Spinumviva Ethics Debate Casts Shadow Over Portugal’s Presidential Contest

Portugal’s presidential race has taken an unexpected turn. A front-running candidate is questioning whether Prime Minister Luís Montenegro ever truly squared the circle on the Spinumviva affair. Prosecutors may have shelved the file, but the ethical shadow still looms—and it could shape how voters feel about State transparency, public money and the next five years at Belém.
Why It Matters Now
• Presidential scrutiny: A future head of state promises to keep the issue alive.
• Legal vs. moral: Criminal inquiries ended, yet doubts over conflict-of-interest rules persist.
• Policy stakes: Fresh casino licences, EU recovery funds and the credibility of a 2024 Code of Conduct are on the line.
The Candidate’s Charge
Speaking at a packed rally in Braga on Saturday night, centre-left contender António José Seguro argued that “a closed investigation is not the same as a clear conscience.” He claims the government never produced a full timeline of the Prime Minister’s family holdings, including consultancy payments that Spinumviva received while Montenegro was still a back-bench deputy and later opposition leader.
Seguro’s campaign has turned the point into a refrain: the presidency, he says, must be ready to demand total disclosure whenever public funds and private relatives intersect. Political analysts note the message resonates with younger voters who came of age during the Operação Marquês and still mistrust elite networks.
From Courtrooms to Commission Shelves
March 2025 – Former MEP Ana Gomes files a complaint, citing potential misuse of EU structural funds.

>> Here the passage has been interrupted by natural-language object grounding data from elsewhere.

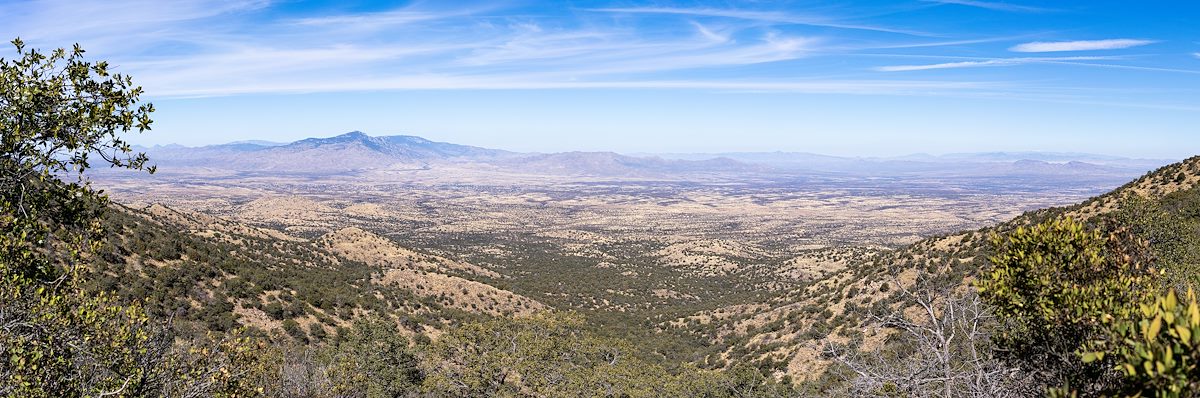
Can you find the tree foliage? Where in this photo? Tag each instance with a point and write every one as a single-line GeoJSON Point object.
{"type": "Point", "coordinates": [1051, 287]}
{"type": "Point", "coordinates": [1157, 349]}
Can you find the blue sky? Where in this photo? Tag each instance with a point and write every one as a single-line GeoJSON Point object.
{"type": "Point", "coordinates": [869, 78]}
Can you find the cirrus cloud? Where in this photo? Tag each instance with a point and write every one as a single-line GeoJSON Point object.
{"type": "Point", "coordinates": [1079, 46]}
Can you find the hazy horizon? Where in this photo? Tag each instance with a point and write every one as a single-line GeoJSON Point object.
{"type": "Point", "coordinates": [870, 78]}
{"type": "Point", "coordinates": [888, 156]}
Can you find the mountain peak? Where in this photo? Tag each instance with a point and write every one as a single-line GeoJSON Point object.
{"type": "Point", "coordinates": [354, 134]}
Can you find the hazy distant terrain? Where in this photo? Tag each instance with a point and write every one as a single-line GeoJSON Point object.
{"type": "Point", "coordinates": [708, 259]}
{"type": "Point", "coordinates": [749, 217]}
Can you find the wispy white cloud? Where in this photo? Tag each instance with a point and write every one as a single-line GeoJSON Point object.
{"type": "Point", "coordinates": [946, 65]}
{"type": "Point", "coordinates": [991, 5]}
{"type": "Point", "coordinates": [1001, 61]}
{"type": "Point", "coordinates": [717, 37]}
{"type": "Point", "coordinates": [1055, 60]}
{"type": "Point", "coordinates": [1080, 46]}
{"type": "Point", "coordinates": [760, 16]}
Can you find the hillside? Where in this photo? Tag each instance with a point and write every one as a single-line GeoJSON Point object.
{"type": "Point", "coordinates": [211, 273]}
{"type": "Point", "coordinates": [789, 333]}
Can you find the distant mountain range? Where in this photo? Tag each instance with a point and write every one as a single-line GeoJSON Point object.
{"type": "Point", "coordinates": [357, 151]}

12 March – The DCIAP opens a “preventive inquiry.”
27 Nov 2025 – The European Public Prosecutor’s Office closes its probe, finding no evidence that Spinumviva rigged any Brussels-financed project.
1 Dec 2025 – DCIAP issues its final note: “não há notícia da prática de ilícito criminal.”
Legal experts, including administrative-law scholar Paulo Graça, insist the archives end the judicial path. Yet Graça concedes that “Portugal’s integrity rules do not stop at penal law,” stressing the Cabinet’s own Code requires ministers—and the Prime Minister above all—to avoid perceived partiality.
What Exactly Is Spinumviva?
• Family-run boutique consultancy, founded in 2012 by the Prime Minister’s sister and brother-in-law.
• Pivoted from marketing to public-affairs advice, specialising in gaming and tourism—the same sectors now awaiting a new round of casino concessions.
• Turnover under €5 M in 2024, according to last accounts filed at Portal da Empresa.
Although no public contracts between Spinumviva and the State surfaced between 2019-2025, opposition MPs highlight private retainers from the Solverde group while Montenegro was Solverde’s outside counsel. Critics consider that a textbook case of “revolving doors.”
Government Counter-Narrative
Montenegro’s press office stresses that he practiced law in the private sector long before entering São Bento. They underline three points:
• The Prime Minister has worked under an exclusivity regime since taking office in March 2024.
• He sought a PGR advisory opinion back in 2019 to map out any future incompatibilities.
• The Cabinet adopted Europe’s toughest transparency code in April 2024, obliging real-time disclosure of assets and kinship ties.
Still, parliamentary opposition parties Livre and Chega argue that only a full registry of all clients served by Spinumviva—both past and present—can clear the air.
Public Sentiment and the Polls
Surveys released this week show presidential preferences largely frozen, with Seguro and former navy chief Gouveia e Melo neck-and-neck. Yet 62 % of respondents tell pollster Aximage they feel “pouca ou nenhuma confiança” in the way high office handles conflicts of interest. Campaign strategists quietly admit the Spinumviva narrative could mobilise abstention-prone voters who value probity over ideology.
What Comes Next
The casino licence tender, delayed twice, is expected to reopen in February. If signed off by the Council of Ministers, Montenegro may need to recuse himself—otherwise critics will seize on any perceived favouritism. Meanwhile, parliament’s Committee on Transparency plans to revisit the Code of Conduct in early January, with proposals ranging from mandatory blind trusts to a five-year cooling-off period for commercial lawyering.
Bottom Line for Residents in Portugal
Whether you back Seguro, Montenegro’s preferred successor, or anyone else, the debate cuts deeper than party lines. It is about rebuilding confidence in how Lisbon manages your tax euros and EU funds. Presidential candidates can’t legislate, but they can veto, scrutinise and call out grey areas. Expect Spinumviva to remain shorthand for that wider demand: decisions made in the public interest, free of family entanglements.